警視庁直属の科学特捜班の活躍を描くシリーズ最新作。
キャリアの警部を頭に、個性的な科学者五人で構成される科学特捜班と、警視庁との連絡役を勤めるベテラン刑事菊川が主な登場人物。

今回持ち込まれた事件は大学研究員の奇妙な誘拐と、その後の原因不明の病。呪いにより起きたということで、所轄は事件としての扱いに困り、科学特捜班の出番となる。

被害者は研究室の准教授と女性の助手、そして研究員。いずれも帰宅間際を研究室の近くで拉致された。目隠しされたまま、椅子に縛り付けられ、呪いをかけると言われて、どろどろしたものを飲まされたあと、解放されている。身代金の要求もなく、肉体的な傷もうけてない。しかし解放後二週間で、激しい頭痛と手足のしびれで緊急入院。原因不明と言われていた。

法医学担当のメンバーにより、検査の結果、特殊な寄生虫により髄膜脳炎にかかったことがわかる。死亡率が高い病ではないが、被害者の一人が死亡する。

その寄生虫の媒介をしたのはカタツムリの一種。飲まされたのはそれか。被害者の一人は、お前たちがひどいことをしたから呪うのだと言っていた。

拉致された状況から単独犯で若い男性で,研究室内の人間とプロファイリングした心理学担当の青木。それ以上のことはメンバーにも明かさないが、何かを感じている様子。

研究室にどんな問題があり、誰が誰に恨みを抱いたのか。そして誰が呪いをかけたのか。

研究室のメンバーへの聞き取りには、特捜班全員が参加する。人間嘘発見機になりうる第一化学担当で嗅覚に優れた黒崎と、物理担当で聴覚に優れた翠は、相手の微妙な変化を感じることで嘘をついたかどうかを知ることができる。

その聞き取りを重ねることで研究室内の人間関係に関わる問題が明らかになる。研究室の担当教授は一年前まではカリスマ教授の福原だった。研究者としてのカリスマ性と共に、独占欲が強い男だった。気に入りの助手への執心と、彼女に近づく研究員へのパワハラ。しかも教授は失踪していて行方不明。
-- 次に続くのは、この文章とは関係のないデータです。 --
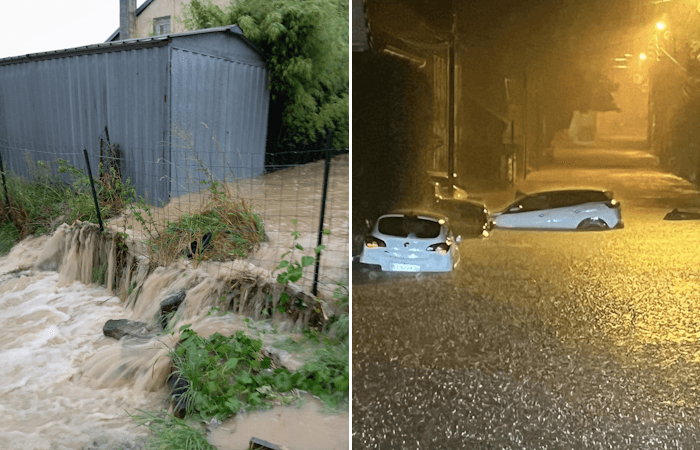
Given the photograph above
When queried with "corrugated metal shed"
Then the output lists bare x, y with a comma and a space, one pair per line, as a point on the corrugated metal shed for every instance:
206, 83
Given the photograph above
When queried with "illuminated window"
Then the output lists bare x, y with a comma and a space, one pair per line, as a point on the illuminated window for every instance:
161, 25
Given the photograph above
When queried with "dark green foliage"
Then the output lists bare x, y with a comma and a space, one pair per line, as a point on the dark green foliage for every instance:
306, 48
171, 433
228, 373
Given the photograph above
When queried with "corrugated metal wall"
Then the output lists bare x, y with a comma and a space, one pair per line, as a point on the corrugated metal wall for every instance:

研究室に出入りしていた学部生に会った途端に、青木の態度が変わる。ようやく容疑者を見つけた。青木が想定していた犯人像はサイコパス。福原教授もどうやら同じだった。証拠はないが彼が犯人だと確信した青木はわなをしかけ、その男を確保し逮捕。自供させる。

つまらないわけではないが、やはり刑事物の方が共感しやすいかな。